The recent crackdown against Uighurs in Western China, and in India’s Kashmir, as well as the recently passed citizenship law which is considered discriminatory to the country’s 200 million Muslims, may also temper demand.
“They are the biggest markets in Asia but the climate to introduce halal beauty is not very welcoming right now given the situation with Muslim communities. It will be interesting to see how it evolves,” said Lefebvre du Prey.
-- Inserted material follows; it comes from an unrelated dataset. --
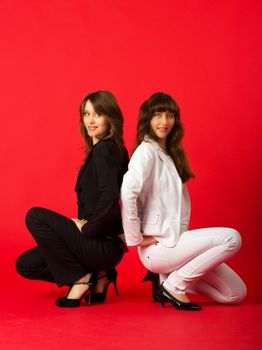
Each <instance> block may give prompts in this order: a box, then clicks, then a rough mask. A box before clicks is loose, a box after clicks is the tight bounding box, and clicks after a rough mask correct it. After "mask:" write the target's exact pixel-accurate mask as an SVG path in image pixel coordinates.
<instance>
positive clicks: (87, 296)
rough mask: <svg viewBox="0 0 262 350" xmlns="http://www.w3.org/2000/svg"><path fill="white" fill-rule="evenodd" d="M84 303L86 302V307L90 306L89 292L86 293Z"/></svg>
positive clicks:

While India has the largest Muslim spend on cosmetics, currently there are few halal cosmetics brands, led by Iba Halal Care. “It is the only (Indian halal) brand I see innovating and launching new products,” she added.
MENA LOOKING UP
In the Middle East, few local cosmetics companies are halal-certified, although demand is growing in the UAE and Saudi Arabia, with plans in these Gulf countries to set up halal production hubs to diversify their economies.
Turkey is certifying more halal cosmetics companies, said Murat Sayin, head of International Relations at Turkish certifier GIMDES, but not at the same level as in Southeast Asia.
HALAL VS. ETHICAL LABELS
A particular challenge for the development of halal cosmetics is the lack of overall awareness about why halal cosmetics among Muslim and non-Muslim consumers alike, while cosmetics labelling remains misunderstood in non-Muslim majority markets.
Indicative of this is that in a Euromonitor Lifestyle survey in Western Europe in 2019, halal labeling on cosmetics was less understood and trusted compared to organic, sustainable, vegan, and natural, at less than 40% in the UK and France, under 30% in Germany, and under 20% in Italy.
And it is organic, vegan and natural cosmetics that poses the biggest competition for halal cosmetics brands wanting to expand.
“They can be seen as a competitor or a challenge. In Malaysia we carried out a lot of interviews and consumers were more interested in the product being natural than halal-certified. But at the same time consumers are checking that there are no haram (unlawful) ingredients,” said Lefebvre du Prey.
For halal cosmetics to grow further this year and in the decade ahead, halal brands will have to emphasise traceability, adapt to the growing demand for natural and organic products, and appeal to all consumers.
“The existing mindset regarding halal cosmetics needs to shift. The sector could target all consumers and emphasise a specific product's concept and uniqueness. Halal cosmetics can provide a different level of 'high quality cosmetic' in term of hygiene and naturalness,” said Rijah Sari.
(Reporting by Paul Cochrane; Editing by Emmy Abdul Alim [email protected])
*Correction: Corrections were made in Para 5 for Muslim consumer spend for halal cosmetics in India, Indonesia, and Russia, and the top five countries ranking was also corrected to reflect most updated data for 2018. Updated data was supplied by DinarStandard.